Cranston war zu dem Urteil gekommen, daß der Balken schuld
sei, und hatte dem erbosten Pfarrer eine Buße von vier Pence
auferlegt. Gestern hatte er nach West Chepe gemußt, um die
Leiche eines William Pannar zu beschauen, eines Gerbers, der in der
Nähe der Wasserleitung gefunden worden war. Pannar war so dumm
gewesen, wegen irgendeiner Krankheit zu einem Arzt zu gehen.
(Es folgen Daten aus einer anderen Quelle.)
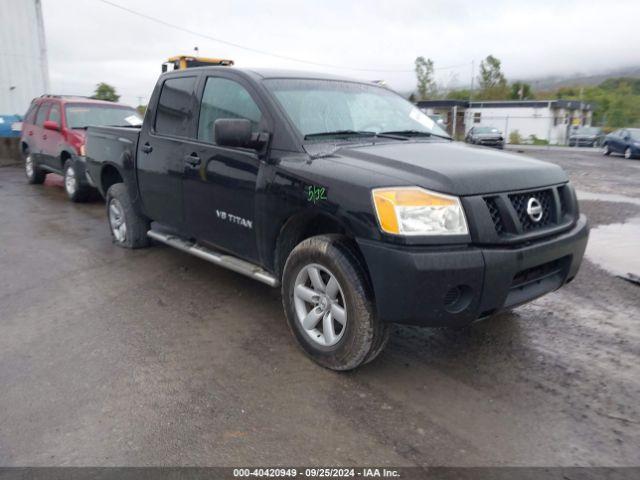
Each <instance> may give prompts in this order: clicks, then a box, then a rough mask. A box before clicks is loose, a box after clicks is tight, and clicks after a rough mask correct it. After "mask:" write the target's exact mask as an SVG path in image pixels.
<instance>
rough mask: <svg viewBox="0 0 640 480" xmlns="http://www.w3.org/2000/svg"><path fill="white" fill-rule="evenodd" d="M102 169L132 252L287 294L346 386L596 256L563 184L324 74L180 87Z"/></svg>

Natürlich hatte der ihn zur Ader gelassen, und zwar so heftig,
daß der arme Hund auf dem Heimweg zusammengebrochen und auf
der Stelle gestorben war. Cranston biß sich auf die
Unterlippe und hämmerte von neuem gegen die Tür. Aber es
war nicht bloß seine Arbeit, die ihm Sorgen machte. Da war
noch etwas anderes: Seine geliebte Frau Maude war nicht ehrlich zu
ihm, und Cranston vermutete, daß sie ein furchtbares
Geheimnis hatte. Sir John war vernarrt in seine Frau und konnte den
Freuden des Schlafgemachs nie widerstehen; aber in letzter Zeit -
so auch in der vergangenen Nacht - hatte er sich wohlig an sie
geschmiegt und war in seinen Avancen abgewiesen worden. Leise
weinend hatte sie im Dunkeln protestiert, wollte ihm aber keinen
Grund dafür sagen und sich auch nicht trösten lassen. Und
jetzt hatte ihn dieser Idiot Venables in aller Herrgottsfrühe
in die Kälte gehetzt, um sich gewaltsam Zutritt in dieses
geheimnisvolle Haus zu verschaffen. Cranston hämmerte von
neuem an die Tür, aber nichts rührte sich; nur die
gedämpften Flüche und stampfenden Füße seiner
Begleiter waren zu hören.
    »So.«
Cranston wandte sich an den Ratsherrn. »Erzählt mir noch
mal, was das Problem ist.«
    Venables kannte Sir
John und schaute ihm ängstlich in das schnauzbärtige,
rote Gesicht mit den eisblauen Augen und der gefurchten Stirn unter
dem großen, wollenen Hut. Sir John war ein guter Mann, dachte
Yenables, aber wenn ihm der Kragen platzte, dann konnte er sich in
einen leibhaftigen Teufel verwandeln. Venables deutete auf das
abgebrochene Schenkenschild über der Tür.
    »Die Sache ist
die, Sir John: Der Hausherr heißt Simon de Wyxford. Dies ist
seine Schenke. Er hatte keine Familie, nur einen Diener namens
Roger Droxford. Vor acht Tagen bekamen Herr und Diener einen
heftigen Streit, der sich über den ganzen Tag hinzog. Am
sechsten Dezember öffnete Roger, der Diener, wie immer die
Schenke, stellte die Bänke heraus und verkaufte Wein, aber von
Simon keine Spur. Am nächsten Tag fragten die Nachbarn Roger
nach seinem Herrn. Er behauptete, Simon sei nach Westminster
gegangen, um Schulden einzutreiben.« Venables blies die
Backen auf und wandte sich an eine der schattenhaften Gestalten
neben ihm.
    »Erzähl du
Sir John den Rest.«
    »Vor vier
Tagen…«, begann der Mann, ein kleiner Kerl, in weite
Mäntel gehüllt. Cranston sah nur ein paar
schüchterne Augen und eine tropfende Nase über einem
Schal.
    »Lauter!«
befahl er. »Und nehmt den Schal vom Mund.«
    »Vor vier
Tagen«, fuhr der Mann fort und gehorchte Sir John
bereitwillig, »ist Roger von hier fort. Er trug ein
Bündel auf dem Rücken. Wir dachten, er wollte
flüchten, aber er ging zu einem Nachbarn, zu Hammo, dem Koch,
und sagte, er wollte Simon, seinen Herrn, suchen gehen. Dann
gab er Hammo den Schlüssel, falls de Wyxford plötzlich
zurückkehrte. Gestern abend« - er räusperte sich -
»kam Francis Boggett, ein Schankwirt, um eine Schuld zu
kassieren, die Master Simon bei ihm hatte.«
    »Weiter!
Weiter!« unterbrach Cranston.
    »Boggett ging
ins Haus«, schaltete der Ratsherr sich geschmeidig ein,
»und fand keine Spur, weder von Simon noch von seinem Diener.